I’ve been focussing on performance improvements of our ListView
pages in the past month or so and I’ve made great strides while doing some rapid prototyping.
I wasn’t the original developer for these pages and they did not implement server-side pagination. Our samples page could take nearly 3 minutes to load. Now a page load with a reasonable number of results seems nearly instantaneous. 1000 rows takes 15s, which I’m satisfied with, though I might try to tweak it.
I’m of course using prefetch_related
for all of the related tables and am thinking about adding usage of only
and defer
.
However, there’s one page that I have tried to focus on that I can’t seem to get that last bit of performance out of, and that’s our ArchiveFileListView
page.

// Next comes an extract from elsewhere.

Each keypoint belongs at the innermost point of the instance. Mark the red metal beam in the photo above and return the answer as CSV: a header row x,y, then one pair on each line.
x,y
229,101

It can take 3-6 seconds per 10-row page and 15-20s for a 1000 row page. So the 1000 row page is on par with the samples page, but the 10-row page irks me that it takes on average, 4s to load. The reason for its slowness is the study column. If I eliminate that column, it’s nearly instantaneous. The ArchiveFile
model is linked to from a few places, and those places are far from the Study
model. The field paths are:
peak_groups__msrun_sample__sample__animal__studies
mz_to_msrunsamples__sample__animal__studies
raw_to_msrunsamples__sample__animal__studies
There are 2 many-related steps in each of these paths (only 1 is ever populated, BTW, so I use a Case
/When
strategy based on file type [after playing around with Coalesce
]):
ArchiveFile.peak_groups
(ArchiveFile
:PeakGroup
),ArchiveFile.raw_to_msrunsamples
(ArchiveFile
:MSRunSample
), andArchiveFile.mz_to_msrunsamples
(ArchiveFile
:MSRunSample
) are all reverse relations, essentially one to many from the perspective of ArchiveFile.Animal.studies
is a many to many relationship.
I had initially explored using Prefetch
’s to_attr
argument to hold the unique Study
objects, but since there’s another many-related model on the path before it, I couldn’t get that to work, so I overrode paginate_queryset
to set the attribute on the ArchiveFile
object by iterating through the page’s worth of results. That trick got me from 1m down to the 15-20s
timing for 1000 rows.
There are lots of PeakGroup
and MSRunSample
records that all link to the same ArchiveFile
records, but they all link to the same Animal and there’s usually 1 or 2 studies that an animal belongs to.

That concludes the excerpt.